In Kiel werde ich zum kleinen Jungen

In Kiel werde ich zum kleinen Jungen

Kiel. Er kommt aus Chicago, ist 34 Jahre alt und liebt mexikanisches Essen, aber in Deutschland kann er nicht genug von Bratwurst bekommen, sogar zum Frühstück. Tim Stafford hat sich 2003 dem Poetry Slam verschrieben und tourt seither in der ganzen Welt.

Warst du schon einmal in Kiel? Und wie gefällt es dir?

Ja, das war ich. Allerdings nur kurz. Aber es ist das erste Mal auf der Bühne. Kiel ist toll. In Chicago haben wir einen See, aber wenn ich hier zum Hafen gehe und die großen Schiffe fahren sehe, werde ich zum kleinen Jungen.

Wie kamst du zum Poetry Slam?

Ich habe schon immer viel gezeichnet. Ich war dabei meinen Weg zu finden, studierte auch Grafik-Design, aber kurz vor Schluss hatte ich keine Lust mehr. Und dann lernte ich diese Poetry Slams kennen.

Ein Mann im Oberhemd steht gestikulierend auf einer Bühne vor einem Mikrofon.Du arbeitest mit Marc Kelly Smith, dem Erfinder des Poetry Slams, in einer Gruppe. Wie ist das?

Als ich damit anfing, wusste ich nicht, dass er der Erfinder ist. Das wurde mir bei einem Auftritt klar, als alle ins Schweigen verfielen, sobald sein Name fiel. Er ist eben auch nicht dieser Typ, der sich anbeten lässt. Marc ist witzig und sagt immer, dass wir ihn jung halten.

Hast Du ein Idol?

(überlegt) Ja, Kurt Vonnegut. Als Kind habe ich nicht wirklich gelesen. Doch seine Bücher haben so viel Humor und Satire. Sie haben mir gezeigt, dass Lesen wirklich Spaß machen kann.

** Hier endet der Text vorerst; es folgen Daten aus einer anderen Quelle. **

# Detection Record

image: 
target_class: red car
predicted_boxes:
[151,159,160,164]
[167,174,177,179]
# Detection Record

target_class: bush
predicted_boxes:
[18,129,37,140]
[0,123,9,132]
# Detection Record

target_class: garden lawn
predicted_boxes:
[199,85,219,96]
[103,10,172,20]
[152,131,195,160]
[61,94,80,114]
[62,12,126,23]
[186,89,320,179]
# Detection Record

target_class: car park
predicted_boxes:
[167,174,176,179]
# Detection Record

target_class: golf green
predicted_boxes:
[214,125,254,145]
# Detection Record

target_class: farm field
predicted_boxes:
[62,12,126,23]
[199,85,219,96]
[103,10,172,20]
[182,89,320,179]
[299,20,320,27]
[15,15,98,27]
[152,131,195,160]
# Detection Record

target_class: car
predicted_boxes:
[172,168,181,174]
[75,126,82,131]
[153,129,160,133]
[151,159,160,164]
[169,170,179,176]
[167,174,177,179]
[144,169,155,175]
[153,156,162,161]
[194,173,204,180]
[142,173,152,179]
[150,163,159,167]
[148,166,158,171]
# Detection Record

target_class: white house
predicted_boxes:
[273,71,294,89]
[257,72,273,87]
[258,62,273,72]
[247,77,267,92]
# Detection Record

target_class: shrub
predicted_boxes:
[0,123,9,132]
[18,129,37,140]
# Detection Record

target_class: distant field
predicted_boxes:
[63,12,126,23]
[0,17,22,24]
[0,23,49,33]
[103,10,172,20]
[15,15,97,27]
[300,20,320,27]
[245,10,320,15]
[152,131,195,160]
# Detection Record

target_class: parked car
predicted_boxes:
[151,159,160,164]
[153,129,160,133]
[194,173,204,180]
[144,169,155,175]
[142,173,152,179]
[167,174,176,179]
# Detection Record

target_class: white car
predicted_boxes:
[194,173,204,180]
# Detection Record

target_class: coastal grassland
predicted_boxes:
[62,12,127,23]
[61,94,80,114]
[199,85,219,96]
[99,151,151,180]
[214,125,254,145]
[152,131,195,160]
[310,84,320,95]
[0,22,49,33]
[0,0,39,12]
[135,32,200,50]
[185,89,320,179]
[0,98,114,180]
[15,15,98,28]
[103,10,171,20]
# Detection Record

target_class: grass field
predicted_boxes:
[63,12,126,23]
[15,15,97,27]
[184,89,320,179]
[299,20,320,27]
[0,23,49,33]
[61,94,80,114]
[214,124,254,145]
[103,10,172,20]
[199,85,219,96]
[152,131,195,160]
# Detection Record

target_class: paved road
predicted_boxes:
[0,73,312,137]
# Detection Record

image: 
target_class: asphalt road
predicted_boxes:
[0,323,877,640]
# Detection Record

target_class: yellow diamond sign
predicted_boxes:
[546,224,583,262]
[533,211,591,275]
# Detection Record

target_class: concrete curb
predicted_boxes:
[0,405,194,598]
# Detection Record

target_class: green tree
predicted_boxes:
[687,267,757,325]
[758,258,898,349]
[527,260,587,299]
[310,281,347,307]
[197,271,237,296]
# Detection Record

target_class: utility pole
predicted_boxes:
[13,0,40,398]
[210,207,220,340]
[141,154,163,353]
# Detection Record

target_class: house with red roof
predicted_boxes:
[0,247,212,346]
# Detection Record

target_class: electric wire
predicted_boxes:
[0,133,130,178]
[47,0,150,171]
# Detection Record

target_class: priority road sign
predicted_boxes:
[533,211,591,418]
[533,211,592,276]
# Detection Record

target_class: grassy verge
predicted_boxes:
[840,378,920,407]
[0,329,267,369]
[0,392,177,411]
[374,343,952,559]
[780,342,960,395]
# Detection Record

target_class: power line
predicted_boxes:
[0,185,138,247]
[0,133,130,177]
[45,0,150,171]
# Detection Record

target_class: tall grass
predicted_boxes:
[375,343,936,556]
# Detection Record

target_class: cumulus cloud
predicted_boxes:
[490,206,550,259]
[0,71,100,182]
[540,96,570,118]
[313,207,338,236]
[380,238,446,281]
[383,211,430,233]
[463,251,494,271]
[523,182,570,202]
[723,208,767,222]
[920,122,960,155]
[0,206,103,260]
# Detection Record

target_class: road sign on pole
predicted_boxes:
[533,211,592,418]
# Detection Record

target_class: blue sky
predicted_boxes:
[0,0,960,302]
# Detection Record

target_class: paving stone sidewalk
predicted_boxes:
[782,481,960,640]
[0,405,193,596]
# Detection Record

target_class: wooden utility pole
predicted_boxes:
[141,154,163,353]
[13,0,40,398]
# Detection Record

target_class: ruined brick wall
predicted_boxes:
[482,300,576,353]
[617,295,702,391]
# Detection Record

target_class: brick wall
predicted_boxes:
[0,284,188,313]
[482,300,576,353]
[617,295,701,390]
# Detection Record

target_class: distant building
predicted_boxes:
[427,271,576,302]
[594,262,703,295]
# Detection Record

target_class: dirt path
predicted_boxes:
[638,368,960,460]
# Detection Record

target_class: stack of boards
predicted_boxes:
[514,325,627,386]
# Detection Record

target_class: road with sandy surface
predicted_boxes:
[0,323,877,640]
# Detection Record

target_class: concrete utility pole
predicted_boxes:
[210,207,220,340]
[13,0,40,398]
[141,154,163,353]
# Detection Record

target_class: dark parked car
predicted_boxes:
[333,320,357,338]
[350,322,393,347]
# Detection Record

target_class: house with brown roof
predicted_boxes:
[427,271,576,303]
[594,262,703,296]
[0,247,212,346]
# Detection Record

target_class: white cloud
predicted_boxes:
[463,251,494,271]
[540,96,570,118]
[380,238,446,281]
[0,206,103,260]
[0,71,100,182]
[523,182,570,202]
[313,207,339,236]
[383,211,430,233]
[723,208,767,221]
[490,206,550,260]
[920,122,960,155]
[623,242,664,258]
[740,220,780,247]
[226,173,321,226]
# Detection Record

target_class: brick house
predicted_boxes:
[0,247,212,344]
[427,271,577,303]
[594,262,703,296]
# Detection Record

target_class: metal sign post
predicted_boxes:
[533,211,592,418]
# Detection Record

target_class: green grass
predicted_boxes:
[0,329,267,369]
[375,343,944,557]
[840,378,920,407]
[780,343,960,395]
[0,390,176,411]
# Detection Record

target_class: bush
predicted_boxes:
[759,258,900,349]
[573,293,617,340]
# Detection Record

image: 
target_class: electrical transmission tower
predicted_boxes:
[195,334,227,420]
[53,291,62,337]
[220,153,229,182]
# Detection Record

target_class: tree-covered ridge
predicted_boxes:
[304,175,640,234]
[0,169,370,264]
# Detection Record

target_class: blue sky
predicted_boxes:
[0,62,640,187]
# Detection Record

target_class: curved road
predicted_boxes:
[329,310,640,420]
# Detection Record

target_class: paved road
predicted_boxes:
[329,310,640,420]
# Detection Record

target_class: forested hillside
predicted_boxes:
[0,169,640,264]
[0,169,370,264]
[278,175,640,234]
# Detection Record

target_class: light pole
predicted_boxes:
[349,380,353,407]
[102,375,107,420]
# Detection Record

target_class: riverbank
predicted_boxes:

Was wolltest du werden, als du ein Kind warst?

Als erstes Stuntman, das war cool. Dann auch Archäologe, weil ich auf Dinosaurier stehe. Rockstar wäre auch gegangen.

Als Kind wollte ich Stuntman, Archäologe oder Rockstar werden.

Was war dein peinlichster Moment als Slammer?

Ich war auf einem Slam in Zürich. Es gab viele Runden und wir kamen gerade mit dem Flieger an. Als ich dann mein Solo machen sollte, kam mein Jetlag hoch. Ich hatte alles vergessen. Gerettet hat mich die Übersetzung auf Schweizer-Deutsch. Da stand das Wort Costa Rica zwischen all dem Schweizer-Deutsch. Da fiel es mir ein Glück wieder ein.

Welchen Themen widmest du dich in Deinen Gedichten am liebsten?

Ich mag lustige Themen. Ich schreibe mittlerweile auch viel über die Erfahrungen in meinem Klassenzimmer. Ich unterrichte nämlich. Wie es war mit Heavy-Metal-Musik aufzuwachsen, ist ein Thema bei meinen Gedichten – und auch Skateboards.

Was erwartest du von deinem Auftritt?

Dass ich gewinne und mich das Publikum auf den Schultern durch die Straßen von Kiel trägt.